Now, that’s not to say that just because you’re born right-brained or left-brained, you’re stuck that way. It just means “feeling” or “reasoning” comes naturally to you, and it will be more challenging to rewire your brain to do the opposite. But believe me, the brain is very malleable. This is why people who’d had strokes that completely shut down entire areas of their brain, can in fact, re-grow those connections.
And this is also why I used to be an emotional (right-brained) person— a flower child who wrote sappy poetry, drew hearts all over her textbooks, and daydreamed of becoming an author one day. But since my parents didn’t have the money to support me if I couldn’t make money as an author, I had to rewire some parts of my brain out of necessity.
I’m not saying that it made me a better person. I’m simply saying that if you want to GET SHIT DONE, you need to rewire some parts of the brain to become more balanced. As great as it would’ve been to sit on the grass all day and write poetry, I needed food and a place to sleep to stay alive. Which meant I had to earn money for groceries and rent. As much as I would’ve loved to not care about money or do something as tedious as programming, that wasn’t an option.
So I forced myself to study math and programming, even though it didn’t come naturally. I didn’t get it at first and thought I was going to flunk out (and there have been some close calls) but eventually, new pathways for math started forming in my brain and calculating things became more natural. And now when I make decisions, I’m able to let the left-brain dominate and reason things out, rather than revert to my basic instinct of using my feelings.
Now that I no longer have to worry about money and have my basic needs taken care of by the portfolio, I’m rewiring my brain to use to tap into my creative side as well as strengthen my emotions and empathy. By writing everyday and meeting people from different walks of life (even the ones who disagree with me), I’m becoming more in tune with my right-brain.

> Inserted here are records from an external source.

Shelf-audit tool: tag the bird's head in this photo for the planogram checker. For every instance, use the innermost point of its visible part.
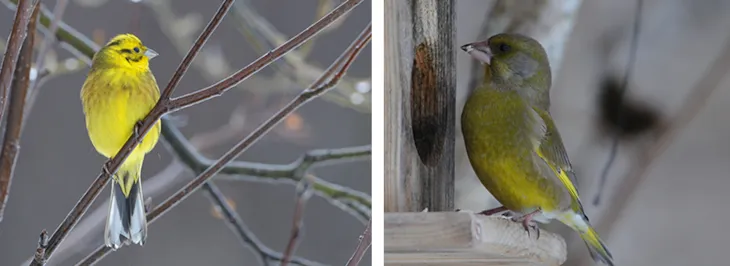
(513, 59)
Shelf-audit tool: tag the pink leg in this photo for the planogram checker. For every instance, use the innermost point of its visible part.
(528, 223)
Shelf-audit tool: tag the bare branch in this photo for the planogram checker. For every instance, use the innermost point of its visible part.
(362, 247)
(20, 83)
(347, 199)
(304, 192)
(317, 88)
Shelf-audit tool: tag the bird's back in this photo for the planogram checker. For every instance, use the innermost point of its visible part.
(500, 137)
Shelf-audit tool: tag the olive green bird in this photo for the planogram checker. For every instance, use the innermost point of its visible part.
(513, 143)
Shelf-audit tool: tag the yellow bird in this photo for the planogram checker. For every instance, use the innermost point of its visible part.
(513, 143)
(118, 93)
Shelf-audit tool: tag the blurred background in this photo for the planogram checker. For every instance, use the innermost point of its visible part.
(57, 162)
(669, 214)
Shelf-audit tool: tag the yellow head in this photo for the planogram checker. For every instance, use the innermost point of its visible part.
(124, 50)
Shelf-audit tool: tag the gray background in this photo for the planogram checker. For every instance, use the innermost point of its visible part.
(57, 162)
(676, 216)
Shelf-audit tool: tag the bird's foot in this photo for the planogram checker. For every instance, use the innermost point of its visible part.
(493, 211)
(528, 222)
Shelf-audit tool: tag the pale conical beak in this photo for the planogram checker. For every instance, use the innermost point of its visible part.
(479, 50)
(150, 53)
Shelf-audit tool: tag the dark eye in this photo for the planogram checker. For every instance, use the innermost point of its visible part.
(504, 47)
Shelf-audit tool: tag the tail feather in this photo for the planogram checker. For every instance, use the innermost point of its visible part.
(127, 217)
(598, 250)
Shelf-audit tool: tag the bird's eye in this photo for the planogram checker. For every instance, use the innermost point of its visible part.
(504, 47)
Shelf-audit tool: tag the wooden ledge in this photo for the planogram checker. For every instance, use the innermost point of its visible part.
(463, 238)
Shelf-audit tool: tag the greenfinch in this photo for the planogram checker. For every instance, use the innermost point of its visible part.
(513, 144)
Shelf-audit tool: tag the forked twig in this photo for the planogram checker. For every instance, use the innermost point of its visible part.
(362, 246)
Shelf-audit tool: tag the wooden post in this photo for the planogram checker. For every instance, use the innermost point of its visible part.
(420, 84)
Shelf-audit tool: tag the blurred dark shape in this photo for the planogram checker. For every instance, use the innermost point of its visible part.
(624, 117)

So now that I’m able to see things both from a right-brain and left-brain perspective, I’ve noticed this. When a logical person is telling an emotional person what to do, all the emotional person can do is talk about how the words are “making them feel”. This causes the logical person to throw up their hands and say “forget it”. Then the emotional person feels hurt because their feeling aren’t being acknowledged and they find it impossible to take action, because they don’t have the logical connections to reason out why they need to DO that thing in the first place.
So in order for both people to work together, it’s important to see things both from a logical perspective and an emotional perspective.
The logical person needs to understand that the emotional person is not going to DO things because it’s the logical thing to do. They need to feel heard, acknowledged, and will only take action if they believe the action will benefit their relationships. So the best bet is to motivate them by tapping into what they value most. NOT math or logic, but PEOPLE.
The emotional person’s take away from this is to see all the good things the logical person has done to help, rather than feel attacked by their words. The logical person is simply not thinking about feelings because they just want to GET SHIT DONE. That’s how their brain works. So cut them a break and try to understand where they are coming from.
When it comes to working together, we could all use a little brain re-wiring to understand the other person’s perspective.
What do you guys think? Are you emotional (right-brained) or logical (left-brained) or both? Do you find it hard to work with someone with the opposite brain?